Aşktan vazgeçilir mi?
Bunca yıllık minnoş hayatımda aşktan vazgeçenini görmedim, siz gördünüz mü? Burada geçen “aşk” ifadesini lütfen hormonların yönlendirdiği aşk olarak düşünmeyin. Nefes alan, almayan her şeye karşı duyulan aşktan bahsediyorum. Açıyı böyle büyütünce ne kadar “vazgeçmek” kelimesi ne kadar “light” kalıyor değil mi?

***

Gülümse Yeter bir haftalık aradan sonra yeniden ekranlardaydı. Kaldığı yerden, aynı güzellikte, aynı güldürme kuvvetiyle. Ekranlarını yeni açanlar için nerede kaldığımızı bir-iki cümle ile hatırlatmak istiyorum. En son Cem akıllısı Sarp’ın okul arkadaşı Alara kızımızı bulup getirip Sarp’ın burnuna sokmuştu. Üstelik artık Yasemin de şirkette çalışmaya başlayacaktı. Şirketin ismini “Film Gibi” yapmalıydık. Kapı açılacaktı ve Sarp ile yıllar önce yollarını ayıran Alara gelecek miydi? Geldiğinde cebinde hangi sırlar olacaktı?

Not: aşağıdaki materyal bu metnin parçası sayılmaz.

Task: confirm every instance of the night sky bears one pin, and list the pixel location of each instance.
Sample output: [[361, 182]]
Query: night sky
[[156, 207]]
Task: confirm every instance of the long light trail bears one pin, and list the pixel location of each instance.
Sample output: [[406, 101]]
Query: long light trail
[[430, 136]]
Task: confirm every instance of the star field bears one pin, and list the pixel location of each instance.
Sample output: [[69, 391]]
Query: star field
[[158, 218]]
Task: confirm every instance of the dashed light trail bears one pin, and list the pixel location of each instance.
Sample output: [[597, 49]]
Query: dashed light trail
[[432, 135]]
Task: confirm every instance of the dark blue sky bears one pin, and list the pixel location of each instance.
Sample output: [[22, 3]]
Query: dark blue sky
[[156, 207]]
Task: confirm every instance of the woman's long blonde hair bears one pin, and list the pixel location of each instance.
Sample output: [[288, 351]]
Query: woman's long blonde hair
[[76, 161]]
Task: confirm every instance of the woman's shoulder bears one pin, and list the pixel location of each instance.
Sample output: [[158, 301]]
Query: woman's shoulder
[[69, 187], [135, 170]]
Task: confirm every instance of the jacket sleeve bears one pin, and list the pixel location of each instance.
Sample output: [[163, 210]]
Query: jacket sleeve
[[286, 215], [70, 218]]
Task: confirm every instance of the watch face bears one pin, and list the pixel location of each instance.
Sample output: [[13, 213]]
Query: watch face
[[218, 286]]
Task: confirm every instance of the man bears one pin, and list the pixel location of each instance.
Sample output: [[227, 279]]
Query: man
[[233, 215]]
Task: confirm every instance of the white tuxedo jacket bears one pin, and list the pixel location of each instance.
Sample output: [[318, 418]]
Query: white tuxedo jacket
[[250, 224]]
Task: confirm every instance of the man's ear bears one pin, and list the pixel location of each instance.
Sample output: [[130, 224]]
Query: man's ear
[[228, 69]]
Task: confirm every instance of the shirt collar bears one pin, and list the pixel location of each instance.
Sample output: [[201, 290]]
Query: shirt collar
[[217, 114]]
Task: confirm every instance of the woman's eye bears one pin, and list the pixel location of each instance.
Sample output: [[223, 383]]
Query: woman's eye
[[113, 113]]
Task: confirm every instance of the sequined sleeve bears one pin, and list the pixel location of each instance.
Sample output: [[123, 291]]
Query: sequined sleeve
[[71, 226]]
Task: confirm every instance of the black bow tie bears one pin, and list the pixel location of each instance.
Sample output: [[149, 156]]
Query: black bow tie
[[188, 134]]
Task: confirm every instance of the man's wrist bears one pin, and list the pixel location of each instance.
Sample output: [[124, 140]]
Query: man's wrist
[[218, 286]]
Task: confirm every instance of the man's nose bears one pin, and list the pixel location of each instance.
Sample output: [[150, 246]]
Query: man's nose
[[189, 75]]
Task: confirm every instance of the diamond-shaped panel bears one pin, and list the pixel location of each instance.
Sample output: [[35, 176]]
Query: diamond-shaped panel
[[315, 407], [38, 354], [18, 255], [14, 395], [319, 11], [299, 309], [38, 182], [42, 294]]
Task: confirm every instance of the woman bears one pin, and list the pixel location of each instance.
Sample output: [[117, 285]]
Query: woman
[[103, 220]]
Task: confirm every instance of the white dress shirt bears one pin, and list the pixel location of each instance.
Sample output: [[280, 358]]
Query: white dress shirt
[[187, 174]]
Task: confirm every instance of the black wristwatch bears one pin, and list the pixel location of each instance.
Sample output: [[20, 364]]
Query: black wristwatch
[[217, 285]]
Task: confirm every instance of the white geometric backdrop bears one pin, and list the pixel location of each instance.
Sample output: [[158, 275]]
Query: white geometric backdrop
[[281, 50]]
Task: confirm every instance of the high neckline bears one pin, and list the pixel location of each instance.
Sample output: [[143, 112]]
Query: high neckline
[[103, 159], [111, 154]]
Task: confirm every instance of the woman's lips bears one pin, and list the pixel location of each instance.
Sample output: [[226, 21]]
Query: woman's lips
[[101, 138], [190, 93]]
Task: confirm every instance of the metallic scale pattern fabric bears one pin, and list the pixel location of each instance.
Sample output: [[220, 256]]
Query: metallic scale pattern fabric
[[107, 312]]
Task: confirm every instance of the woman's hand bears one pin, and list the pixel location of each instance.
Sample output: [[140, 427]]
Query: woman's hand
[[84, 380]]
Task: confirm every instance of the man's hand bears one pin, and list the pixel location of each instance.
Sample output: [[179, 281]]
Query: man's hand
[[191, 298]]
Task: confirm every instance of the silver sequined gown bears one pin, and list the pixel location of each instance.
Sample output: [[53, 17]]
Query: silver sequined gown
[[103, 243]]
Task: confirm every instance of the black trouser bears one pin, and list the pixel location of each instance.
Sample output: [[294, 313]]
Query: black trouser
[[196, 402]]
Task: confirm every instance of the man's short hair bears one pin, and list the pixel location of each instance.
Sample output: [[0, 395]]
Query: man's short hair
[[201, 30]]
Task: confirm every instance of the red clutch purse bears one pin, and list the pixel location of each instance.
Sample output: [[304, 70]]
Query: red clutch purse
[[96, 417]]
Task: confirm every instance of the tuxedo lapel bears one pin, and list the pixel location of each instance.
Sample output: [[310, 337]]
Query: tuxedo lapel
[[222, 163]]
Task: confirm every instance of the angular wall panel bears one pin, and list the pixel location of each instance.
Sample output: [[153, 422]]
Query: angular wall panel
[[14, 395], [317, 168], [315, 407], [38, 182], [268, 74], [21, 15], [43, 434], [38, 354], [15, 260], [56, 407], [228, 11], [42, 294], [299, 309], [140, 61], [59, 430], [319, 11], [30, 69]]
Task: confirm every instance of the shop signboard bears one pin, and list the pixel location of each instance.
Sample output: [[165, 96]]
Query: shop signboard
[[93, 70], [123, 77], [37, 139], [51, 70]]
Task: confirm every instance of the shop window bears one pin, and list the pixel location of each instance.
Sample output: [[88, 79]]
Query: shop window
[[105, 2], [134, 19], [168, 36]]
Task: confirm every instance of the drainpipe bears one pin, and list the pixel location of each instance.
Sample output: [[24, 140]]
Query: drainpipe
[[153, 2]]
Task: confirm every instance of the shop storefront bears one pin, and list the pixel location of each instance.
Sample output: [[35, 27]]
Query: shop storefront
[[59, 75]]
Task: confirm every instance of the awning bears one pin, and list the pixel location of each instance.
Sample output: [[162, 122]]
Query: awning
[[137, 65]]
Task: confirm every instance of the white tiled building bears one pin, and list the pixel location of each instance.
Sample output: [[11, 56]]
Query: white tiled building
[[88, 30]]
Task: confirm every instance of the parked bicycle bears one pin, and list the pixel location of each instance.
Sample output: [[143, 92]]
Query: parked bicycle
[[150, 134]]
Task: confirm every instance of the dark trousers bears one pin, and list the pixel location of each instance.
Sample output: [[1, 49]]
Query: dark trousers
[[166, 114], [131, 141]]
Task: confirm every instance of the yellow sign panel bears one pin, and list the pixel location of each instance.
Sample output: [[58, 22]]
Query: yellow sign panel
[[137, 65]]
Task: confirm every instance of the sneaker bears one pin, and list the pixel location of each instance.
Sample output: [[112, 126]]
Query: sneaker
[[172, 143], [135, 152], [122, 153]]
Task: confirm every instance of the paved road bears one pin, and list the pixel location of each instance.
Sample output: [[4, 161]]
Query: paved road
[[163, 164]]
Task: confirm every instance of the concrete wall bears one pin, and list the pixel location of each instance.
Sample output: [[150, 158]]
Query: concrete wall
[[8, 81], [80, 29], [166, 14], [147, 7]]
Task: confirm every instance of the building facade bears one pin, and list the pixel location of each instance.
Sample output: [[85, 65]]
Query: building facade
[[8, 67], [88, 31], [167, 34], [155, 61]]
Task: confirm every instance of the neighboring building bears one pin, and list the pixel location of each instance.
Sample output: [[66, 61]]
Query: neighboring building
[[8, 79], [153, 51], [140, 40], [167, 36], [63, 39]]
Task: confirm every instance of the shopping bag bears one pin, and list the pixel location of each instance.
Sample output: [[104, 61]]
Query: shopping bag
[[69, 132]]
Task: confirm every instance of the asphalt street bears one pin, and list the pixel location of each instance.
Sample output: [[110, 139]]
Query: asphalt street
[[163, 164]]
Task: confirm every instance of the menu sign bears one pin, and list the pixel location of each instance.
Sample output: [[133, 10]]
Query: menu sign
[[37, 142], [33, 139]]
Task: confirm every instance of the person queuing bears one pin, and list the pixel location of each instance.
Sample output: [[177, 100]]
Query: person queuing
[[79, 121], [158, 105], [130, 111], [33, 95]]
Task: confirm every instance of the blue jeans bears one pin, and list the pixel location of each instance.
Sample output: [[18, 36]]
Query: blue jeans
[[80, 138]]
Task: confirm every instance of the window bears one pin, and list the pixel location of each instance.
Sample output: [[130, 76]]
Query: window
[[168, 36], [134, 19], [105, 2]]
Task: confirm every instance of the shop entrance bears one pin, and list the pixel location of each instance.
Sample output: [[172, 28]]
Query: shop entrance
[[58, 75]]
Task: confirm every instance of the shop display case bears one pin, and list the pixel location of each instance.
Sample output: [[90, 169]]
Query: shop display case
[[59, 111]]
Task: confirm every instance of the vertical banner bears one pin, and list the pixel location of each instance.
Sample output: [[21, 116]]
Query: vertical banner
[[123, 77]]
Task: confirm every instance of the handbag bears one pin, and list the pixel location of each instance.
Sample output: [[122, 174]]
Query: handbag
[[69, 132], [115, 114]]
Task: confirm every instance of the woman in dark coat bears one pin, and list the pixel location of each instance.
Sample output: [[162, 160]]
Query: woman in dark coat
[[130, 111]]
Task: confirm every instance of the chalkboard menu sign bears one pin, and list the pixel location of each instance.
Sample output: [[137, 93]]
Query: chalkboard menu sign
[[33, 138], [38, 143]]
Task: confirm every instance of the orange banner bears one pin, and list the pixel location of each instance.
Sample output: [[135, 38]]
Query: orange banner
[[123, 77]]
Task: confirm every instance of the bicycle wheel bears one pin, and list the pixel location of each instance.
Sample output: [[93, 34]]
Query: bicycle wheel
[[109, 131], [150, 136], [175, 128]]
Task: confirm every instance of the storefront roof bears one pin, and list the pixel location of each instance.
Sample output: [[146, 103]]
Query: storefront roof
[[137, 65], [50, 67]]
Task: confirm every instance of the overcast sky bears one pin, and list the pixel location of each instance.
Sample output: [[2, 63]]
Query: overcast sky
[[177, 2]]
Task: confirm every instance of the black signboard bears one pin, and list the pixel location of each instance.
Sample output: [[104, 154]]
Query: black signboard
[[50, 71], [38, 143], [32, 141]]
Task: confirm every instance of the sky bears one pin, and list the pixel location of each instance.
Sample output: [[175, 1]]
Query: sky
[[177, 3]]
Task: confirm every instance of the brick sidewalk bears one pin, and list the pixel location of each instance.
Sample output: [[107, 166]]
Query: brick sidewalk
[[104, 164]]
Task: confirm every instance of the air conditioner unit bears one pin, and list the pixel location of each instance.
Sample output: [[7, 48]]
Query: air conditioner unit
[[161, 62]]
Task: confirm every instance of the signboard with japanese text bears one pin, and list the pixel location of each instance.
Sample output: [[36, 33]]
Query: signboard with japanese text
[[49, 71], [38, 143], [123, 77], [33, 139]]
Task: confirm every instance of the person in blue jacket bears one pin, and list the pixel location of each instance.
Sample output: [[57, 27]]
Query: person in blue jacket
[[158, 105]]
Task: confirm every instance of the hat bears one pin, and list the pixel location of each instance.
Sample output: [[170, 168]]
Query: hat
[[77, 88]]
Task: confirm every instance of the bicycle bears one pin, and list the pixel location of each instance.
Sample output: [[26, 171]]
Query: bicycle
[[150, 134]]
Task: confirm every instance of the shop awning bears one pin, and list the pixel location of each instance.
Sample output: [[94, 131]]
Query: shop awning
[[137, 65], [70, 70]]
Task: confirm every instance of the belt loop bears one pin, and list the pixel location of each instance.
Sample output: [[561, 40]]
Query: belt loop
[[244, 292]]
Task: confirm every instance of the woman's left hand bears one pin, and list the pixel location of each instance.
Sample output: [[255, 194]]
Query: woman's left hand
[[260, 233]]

Rüyalarda buluşuruz, hayallerde kavuşuruz.

Kıskançlık aşkın şanındandır. Eğer ortamda çiçeği burnunda bir çift ve ikisinden birisinin eski sevgilisi/karısı/kocası varsa kesin kıskançlık olur. Kıskanmayanı döverler, o kadar söyleyeyim. Yasemin, Alara, Sarp ve Cem. Beraber çalışacaklar. Kimse kimseyi kıskanmayacak. Kimse arıza çıkarmayacak. Ay durun şuralarda bir yerlerde benim külahım olacaktı. Ona anlatın ne anlatıyorsanız. Sanırım burada değerlendirme kriterimiz kıskançlığın dozu olmalı. Yani şimdi bir böyle tatlı tatlı, kur yapa yapa kıskanmak var; bir de saç baş yolmalı kıskanmak var.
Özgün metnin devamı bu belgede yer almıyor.